Puddington Old Hall stands on a former moated site in the village of Puddington, Cheshire, England. It is sited near the England–Wales border, overlooking the Dee estuary.

==History==
The house originated in the 15th century as a timber-framed house with a quadrangular plan surrounding a central courtyard. Three sides of the building are still present. It was built for the Masseys, a prominent Jacobite family. During the Popish Plot, John Plessington, tutor to the Massey children and a Catholic priest was seized at the house, and hanged at Chester Castle in 1679. The house was re-walled in the early 18th century, and there are some additions dated 1909. The building has since been divided into two houses and a flat.

==Architecture==
Puddington Old Hall is timber-framed, with roughcast brick cladding on the outer walls. It is roofed with Welsh slates and has a stone ridge. The 15th-century timber framing is still visible in the inner walls. There is close studding on the north and west ranges. The plan of the house consists of three ranges around a courtyard. It has two storeys with attics. On the south side of the courtyard is an open gallery above a cloister. The house is designated by English Heritage as a Grade II* listed building.

==Associated structures==

Associated with the hall are three structures designated as Grade II listed buildings.

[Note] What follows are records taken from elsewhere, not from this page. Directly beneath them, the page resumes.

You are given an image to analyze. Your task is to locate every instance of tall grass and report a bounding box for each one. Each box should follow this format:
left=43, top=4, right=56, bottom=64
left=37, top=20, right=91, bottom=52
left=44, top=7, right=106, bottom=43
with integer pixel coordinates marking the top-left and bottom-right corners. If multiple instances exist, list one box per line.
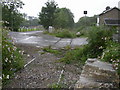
left=2, top=29, right=24, bottom=86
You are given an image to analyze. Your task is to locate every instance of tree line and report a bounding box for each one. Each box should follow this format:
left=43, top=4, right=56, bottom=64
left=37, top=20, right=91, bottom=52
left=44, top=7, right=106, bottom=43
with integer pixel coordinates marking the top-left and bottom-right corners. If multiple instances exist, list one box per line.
left=0, top=0, right=96, bottom=31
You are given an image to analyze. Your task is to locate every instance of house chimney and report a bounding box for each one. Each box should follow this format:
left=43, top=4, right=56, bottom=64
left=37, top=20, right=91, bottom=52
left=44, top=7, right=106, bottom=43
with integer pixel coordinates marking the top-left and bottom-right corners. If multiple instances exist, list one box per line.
left=106, top=6, right=110, bottom=10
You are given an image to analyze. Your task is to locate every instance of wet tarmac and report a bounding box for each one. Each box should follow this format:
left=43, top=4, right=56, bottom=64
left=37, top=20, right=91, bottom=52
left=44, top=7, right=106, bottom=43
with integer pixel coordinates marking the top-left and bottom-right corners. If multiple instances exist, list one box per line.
left=9, top=31, right=88, bottom=48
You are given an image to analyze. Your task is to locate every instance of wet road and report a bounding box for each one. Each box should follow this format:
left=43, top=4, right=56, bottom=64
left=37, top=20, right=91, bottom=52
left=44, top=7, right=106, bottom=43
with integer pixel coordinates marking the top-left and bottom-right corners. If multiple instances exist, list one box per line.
left=9, top=31, right=88, bottom=48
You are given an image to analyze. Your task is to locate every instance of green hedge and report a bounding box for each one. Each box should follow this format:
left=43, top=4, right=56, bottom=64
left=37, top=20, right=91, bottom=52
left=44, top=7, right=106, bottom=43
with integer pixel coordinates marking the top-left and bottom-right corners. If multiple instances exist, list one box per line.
left=2, top=29, right=24, bottom=85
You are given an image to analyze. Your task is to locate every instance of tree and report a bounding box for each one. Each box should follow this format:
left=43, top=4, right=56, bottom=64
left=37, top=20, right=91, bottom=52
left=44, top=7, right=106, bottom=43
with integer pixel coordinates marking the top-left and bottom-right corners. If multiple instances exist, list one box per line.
left=2, top=0, right=24, bottom=31
left=39, top=0, right=57, bottom=29
left=54, top=8, right=74, bottom=28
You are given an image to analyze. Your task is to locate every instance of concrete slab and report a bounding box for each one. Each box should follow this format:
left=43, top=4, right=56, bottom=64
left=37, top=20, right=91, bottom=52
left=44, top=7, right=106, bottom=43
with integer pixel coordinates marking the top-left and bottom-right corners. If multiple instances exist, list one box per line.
left=75, top=59, right=119, bottom=88
left=53, top=38, right=71, bottom=48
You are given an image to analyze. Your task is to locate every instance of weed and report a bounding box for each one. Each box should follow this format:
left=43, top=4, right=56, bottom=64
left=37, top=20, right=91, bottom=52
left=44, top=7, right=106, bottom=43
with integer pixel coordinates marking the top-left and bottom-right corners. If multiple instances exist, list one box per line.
left=2, top=30, right=24, bottom=85
left=43, top=46, right=61, bottom=55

To the north of the hall is a dovecote dating from the later part of the 18th century. It is constructed in brick, and has a pyramidal roof of Welsh slates with a stone ridge. The structure is in two storeys with a square plan. Also to the north of the hall is a courtyard of farm buildings dating from the late 17th and the 18th centuries. To the west of the house is an outbuilding dating from the 18th and 19th centuries that formerly comprised a stable and a dovecote.